Modern Php cause me errors:(

[Damagedcity.com]

After my host updated its php i have had lots of errors on my game.

I have changed most of it to get rid of most the errors but i got this one im not sure how to change.

$_POST['name'] = mysql_real_escape_string($_POST['name']);

$_POST['class'] = abs(@intval($_POST['class']));

Here is the error displayed:

Warning: mysql_real_escape_string() [function.mysql-real-escape-string]: Access denied for user 'damagedc'@'localhost' (using password: NO) in /home/damagedc/public_html/business_create.php on line 17

Warning: mysql_real_escape_string() [function.mysql-real-escape-string]: A link to the server could not be established in /home/damagedc/public_html/business_create.php on line 17

[modernmafia]

what host you using ( provider)(

[Damagedcity.com]

i use w3theory.com its because they updated the php so its cause the errors to now pop up

[Danny696]

Thats not because of a php error, its a human error. You need to add your password to the config.php file.

[Damagedcity.com]

nope everything on config is correct it is a php error its to do with the mysql_real_escape_string() on line 17 which i have shown u otherwise i wouldnt be able to logon have crons etc.

[Danny696]

Oh sorry, if your soo good at PHP, surley you would have fixed it. Right?

Im telling you, if your using W3theory, then you need a password, I know you havent got one.

[Dominion]

Check you, or an error somewhere, does not close the database connection anywhere.

[Damagedcity.com]

fixed

i just done this to avoid the problem and it seems to work

$_POST['name'] = ($_POST['name']);

$_POST['class'] = abs(@intval($_POST['class']));

[lucky3809]

well that does not make sense to have...

$_POST['name'] = ($_POST['name']);

take off the () no need for them you removed the mres... I doubt it had anything to do with the new php upgrade...

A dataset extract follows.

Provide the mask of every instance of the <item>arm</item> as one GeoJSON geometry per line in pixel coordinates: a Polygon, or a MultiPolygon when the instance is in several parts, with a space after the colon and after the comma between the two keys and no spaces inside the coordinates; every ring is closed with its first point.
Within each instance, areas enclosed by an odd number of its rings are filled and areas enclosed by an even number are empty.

Edited June 12, 2011 by lucky3809

[Dominion]

The line is useless with or without the () it's just like saying 1 = 1; when 1 is already 1... I would also assume Mres was there to stop sql injection? you just opened yourself up for that...

[lucky3809]

haha true because your calling the same thing

[Danny696]

i just done this to avoid the problem and it seems to work

$_POST['name'] = ($_POST['name']);

$_POST['class'] = abs(@intval($_POST['class']));

Yeh you fixed it, but now i add a nice sql injection

[Damagedcity.com]

it was for sql injection but it didnt seem to work so yeah ill just make it 1=1

[Danny696]

So you want an insecure site instead of actually fixing it? Pfft, didnt think n00bs could be that lazy

[Dominion]

it was for sql injection but it didnt seem to work so yeah ill just make it 1=1

what? Maybe post your file so we can help?

[Damagedcity.com]

just for now until i find how to secure that bit noob:P

[Damagedcity.com]

die ('You are part of a job/company at this time, leave to start a new one.');

}

echo '<p class="heading">Create Company</p>';

$_POST['name'] = $_POST['name'];

$_POST['class'] = abs(@intval($_POST['class']));

if($_POST['name'] AND $_POST['class'])

[rulerofzu]

Sorry but upgrading PHP is not responsible for that. Go to http://www.php.net check the changelog for the version.

I know for a fact that mysql_real_escape_string works on the latest version of PHP. So does everyone else that uses php so the error lies elsewhere.

[a_bertrand]

You simply need to open the mysql connection BEFORE you can do mysql_real_escape_string, that's your problem. I believe you do it before any config.

[Dave]

Pick apart the error and it's very obvious.

Warning: mysql_real_escape_string() [function.mysql-real-escape-string]: Access denied (So you don't have access...) for user 'damagedc'@'localhost' (using password: NO(You've not set a password in config.php)) in /home/damagedc/public_html/business_create.php on line 17

Warning: mysql_real_escape_string() [function.mysql-real-escape-string]: A link to the server could not be established(No connection) in /home/damagedc/public_html/business_create.php on line 17

Which clearly shows your information to connect to the MySQL server is incorrect. You'll need to find the correct information (as others have said) and input it into your config.php file, considering you need to be connected to the MySQL server before mysql_real_escape_string will work.